CZ: This exhibition contains gouaches, embroideries and paintings. All the work was made this year, with the exception of the gouache pieces, which I exhibited last year at the Contemporary Art Museum in St Louis. They were made in 2013-14. They are my transitional pieces from embroideries back into painting. I never considered them studies, but now that I’ve moved on to the larger paintings, they do read as studies. I had wanted to return to paint for the longest time. Turning the embroideries over and noticing this “other” side was the perfect avenue to introduce paint back into my work.

NK: So you came back to painting after working on embroideries, and your gouaches helped you in this transition? In what way has embroidery influenced your painting?

CZ: When I started sewing, it was a bit frustrating because my palette was limited. To create an illusion of a colour that does not exist in thread, I had to lay down a colour, sew another colour on top of it and dot it yet with another colour. This turned into a sort of pointillist approach to embroidery. When I returned to painting after doing the embroideries for 14 years, I found myself dotting certain areas instead of mixing the colour. With these two paintings [she indicates two works], Rocco Verso and Greg Sr Verso, I wanted to be explicit about how my embroidery influenced my return to painting. So I decided to exaggerate the dots and use stencils to create them, making them look almost like stickers on top of the painting. I like that this technique made my painting look like pop art and Australian Aboriginal art, with which I grew up.

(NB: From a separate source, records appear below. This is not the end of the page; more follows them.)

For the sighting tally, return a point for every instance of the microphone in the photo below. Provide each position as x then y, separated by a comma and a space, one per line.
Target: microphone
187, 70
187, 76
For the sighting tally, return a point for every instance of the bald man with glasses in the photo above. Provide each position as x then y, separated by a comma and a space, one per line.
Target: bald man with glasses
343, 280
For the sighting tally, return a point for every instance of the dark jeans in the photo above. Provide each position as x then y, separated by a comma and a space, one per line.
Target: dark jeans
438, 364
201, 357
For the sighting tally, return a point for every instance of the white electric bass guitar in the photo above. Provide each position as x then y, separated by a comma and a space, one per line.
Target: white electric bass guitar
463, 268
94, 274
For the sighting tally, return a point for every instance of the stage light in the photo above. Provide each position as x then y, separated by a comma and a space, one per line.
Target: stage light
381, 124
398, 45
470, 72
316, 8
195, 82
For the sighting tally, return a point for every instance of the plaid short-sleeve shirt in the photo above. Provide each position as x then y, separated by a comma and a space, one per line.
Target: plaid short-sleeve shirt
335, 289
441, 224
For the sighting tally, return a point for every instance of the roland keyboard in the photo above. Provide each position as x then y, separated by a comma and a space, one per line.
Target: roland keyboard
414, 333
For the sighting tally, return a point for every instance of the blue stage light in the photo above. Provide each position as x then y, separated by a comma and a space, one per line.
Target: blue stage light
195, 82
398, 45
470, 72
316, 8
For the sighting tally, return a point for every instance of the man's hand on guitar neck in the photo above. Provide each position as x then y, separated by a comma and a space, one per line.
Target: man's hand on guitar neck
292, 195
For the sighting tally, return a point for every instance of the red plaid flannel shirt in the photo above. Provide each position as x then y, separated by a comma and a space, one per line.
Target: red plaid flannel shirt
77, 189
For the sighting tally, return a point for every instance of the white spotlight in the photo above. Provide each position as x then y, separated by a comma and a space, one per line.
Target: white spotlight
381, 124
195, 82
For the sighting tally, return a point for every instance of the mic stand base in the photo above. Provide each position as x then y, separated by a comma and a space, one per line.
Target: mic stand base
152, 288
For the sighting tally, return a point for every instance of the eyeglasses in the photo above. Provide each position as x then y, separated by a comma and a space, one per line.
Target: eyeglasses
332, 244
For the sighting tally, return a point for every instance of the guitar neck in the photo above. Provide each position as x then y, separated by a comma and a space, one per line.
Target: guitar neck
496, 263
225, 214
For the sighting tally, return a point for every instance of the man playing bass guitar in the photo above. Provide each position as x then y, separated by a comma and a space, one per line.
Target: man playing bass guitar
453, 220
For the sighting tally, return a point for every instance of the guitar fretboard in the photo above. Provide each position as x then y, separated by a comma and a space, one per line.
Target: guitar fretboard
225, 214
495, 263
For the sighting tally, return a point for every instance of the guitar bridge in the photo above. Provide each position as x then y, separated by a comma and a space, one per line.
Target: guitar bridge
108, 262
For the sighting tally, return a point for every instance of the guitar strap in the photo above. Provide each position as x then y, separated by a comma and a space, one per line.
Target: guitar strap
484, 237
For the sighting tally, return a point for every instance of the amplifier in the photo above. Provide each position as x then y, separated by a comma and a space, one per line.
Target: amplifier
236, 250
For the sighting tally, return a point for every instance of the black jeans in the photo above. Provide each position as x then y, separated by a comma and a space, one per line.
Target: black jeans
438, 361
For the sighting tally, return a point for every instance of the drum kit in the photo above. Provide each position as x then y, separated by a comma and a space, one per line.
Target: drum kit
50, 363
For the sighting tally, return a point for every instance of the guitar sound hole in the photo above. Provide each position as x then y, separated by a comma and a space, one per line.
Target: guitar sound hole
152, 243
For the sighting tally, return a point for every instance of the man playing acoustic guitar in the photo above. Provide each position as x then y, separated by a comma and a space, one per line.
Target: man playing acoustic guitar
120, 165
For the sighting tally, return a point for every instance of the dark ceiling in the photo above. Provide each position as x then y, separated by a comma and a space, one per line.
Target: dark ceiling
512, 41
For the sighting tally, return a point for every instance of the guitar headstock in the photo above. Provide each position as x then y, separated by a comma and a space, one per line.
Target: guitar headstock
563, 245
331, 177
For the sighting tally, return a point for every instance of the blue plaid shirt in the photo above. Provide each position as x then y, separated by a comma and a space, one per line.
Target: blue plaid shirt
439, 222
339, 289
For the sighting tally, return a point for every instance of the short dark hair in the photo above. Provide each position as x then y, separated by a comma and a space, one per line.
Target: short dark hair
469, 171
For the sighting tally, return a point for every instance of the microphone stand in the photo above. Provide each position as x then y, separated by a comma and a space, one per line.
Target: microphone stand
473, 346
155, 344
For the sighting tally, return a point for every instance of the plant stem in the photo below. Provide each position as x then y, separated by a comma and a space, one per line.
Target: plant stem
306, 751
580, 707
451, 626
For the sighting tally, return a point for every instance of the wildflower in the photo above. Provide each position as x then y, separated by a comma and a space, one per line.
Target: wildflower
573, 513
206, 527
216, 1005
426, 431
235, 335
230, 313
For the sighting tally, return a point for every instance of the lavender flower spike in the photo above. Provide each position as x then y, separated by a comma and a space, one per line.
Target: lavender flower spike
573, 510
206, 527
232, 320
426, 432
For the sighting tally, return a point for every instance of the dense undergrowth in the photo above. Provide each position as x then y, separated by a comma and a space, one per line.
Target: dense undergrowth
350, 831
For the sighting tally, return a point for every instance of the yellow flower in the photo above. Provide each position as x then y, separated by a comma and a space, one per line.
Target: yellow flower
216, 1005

NK: You had a couple of museum exhibitions recently. Could you tell me about them?

CZ: Last year, I had my first museum solo exhibition, at the Contemporary Art Museum in St Louis. The show was called Recto/Verso. It was there that I exhibited the big paintings for the first time. My intent was to show all big verso paintings. However, because I was relatively unknown in St Louis, I thought that they would not tell the whole story of how I had made a return to paint in my work. Then I chose to exhibit a similar show of work in this exhibition and included embroideries, gouaches and large-format paintings. I’ve been with Lyons Wier Gallery since 2008, but this is the first time I’ve shown the large paintings in New York. They were very well received. I sold Rocco Verso within the first hour at the opening night.

NK: Is there a painting in this exhibition the story of which you want to share?

CZ: The Rocco Verso Painting is based on the back of an embroidery that I made of my son last year. Now that I am more aware of the development of this reverse image, I find myself taking photos of the back and documenting it as the piece progresses in different stages. I loved the Rocco Verso painting, because it shows just my son’s eyes, head and shirt. The face is void. For me, it is about the fact that he is not a fully formed adult yet. The “other side” of him is still developing. As a mom, I partner with my son to focus on the development of this other side. It will be messy and knotted, but I think it has the potential to be as beautiful as the front.

NK: What would you say your work is about?

CZ: The work in this exhibition highlights the two sides we each possess and the turning of our attention to the “hidden” side. There is the front side that everyone sees that is ageing, and then there is this other side that no one, or very few, people see. The other side is messy, tangled and knotted, and has lots of loose ends. It is my hope that by focusing on the reverse side and using it to inspire my paintings, I would initiate a conversation about the divergence between our public and private selves.

• Cayce Zavaglia: About-Face is at Lyons Wier Gallery, New York City, until 12 December 2015.